OAS/Z-spread

I cannot for the life of me fully conceptualize the OAS and its relationship to the z spread. I’ve watched Mark’s videos and I’m still not confident that i can grasp this idea- its really the only thing in the curriculum that is giving me so much trouble. If anyone has a way of explaining it in the simplest way possible (particularly the formula Z=OAS-V(call) itd be much appreciated.

I wrote an article comparing the nominal spread, z-spread, and OAS: http://www.financialexamhelp123.com/yield-spreads/.

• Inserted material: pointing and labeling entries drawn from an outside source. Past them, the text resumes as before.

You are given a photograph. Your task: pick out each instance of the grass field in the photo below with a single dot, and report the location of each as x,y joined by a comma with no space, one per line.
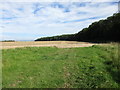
52,67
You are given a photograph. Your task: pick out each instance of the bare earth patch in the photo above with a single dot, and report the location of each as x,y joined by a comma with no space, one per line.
59,44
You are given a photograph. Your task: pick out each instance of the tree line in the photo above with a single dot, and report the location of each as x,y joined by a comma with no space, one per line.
101,31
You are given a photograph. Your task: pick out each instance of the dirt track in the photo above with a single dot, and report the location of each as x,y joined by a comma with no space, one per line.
59,44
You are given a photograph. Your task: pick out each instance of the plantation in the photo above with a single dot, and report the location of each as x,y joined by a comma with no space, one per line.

(Full disclosure: as of 4/25/16 there is a charge to read the articles on my website. You can get an idea of the quality of the articles by looking at the free samples here: http://www.financialexamhelp123.com/sample-articles/.)

In a nutshell:

  • The nominal spread is added to one point on the (risk-free) par curve
    • It’s the difference between the YTM of a given (presumably risky) bond and the YTM of a risk-free bond of the same maturity
    • It ignores the shape of the yield curve
  • The z-spread is added to every rate on the (risk-free) spot curve
    • It’s the additional yield earned (at each payment date) on the risky bond over that earned on a risk-free bond of the same maturity
    • It takes into account the shape of the yield curve
  • The OAS is added to every forward rate in a binomial interest rate tree
    • It removes the value of options embedded in a bond; thus, it is a spread for the underlying option-free bond
    • It’s the additional yield earned (at each payment date) on the risky (but option-free) bond over that earned on a risk-free bond of the same maturity
    • It takes into account the shape of the yield curve
    • It takes into account the assumed volatility of future interest rates

Because the z-spread does not remove the value of any embedded options, whereas the OAS does remove that value, the difference is a measure of the value of the embedded options, _ measured in basis points of additional yield _. However, the formula:

z-spread = OAS – option value

(Equivalently: option value = OAS – z-spread)

is somewhat misleading because the OAS and the z-spread are not directly comparable: they’re added to rates on different curves (the forward curve and the spot curve, respectively). The formula provides a good visualization, but not an accurate yield measure.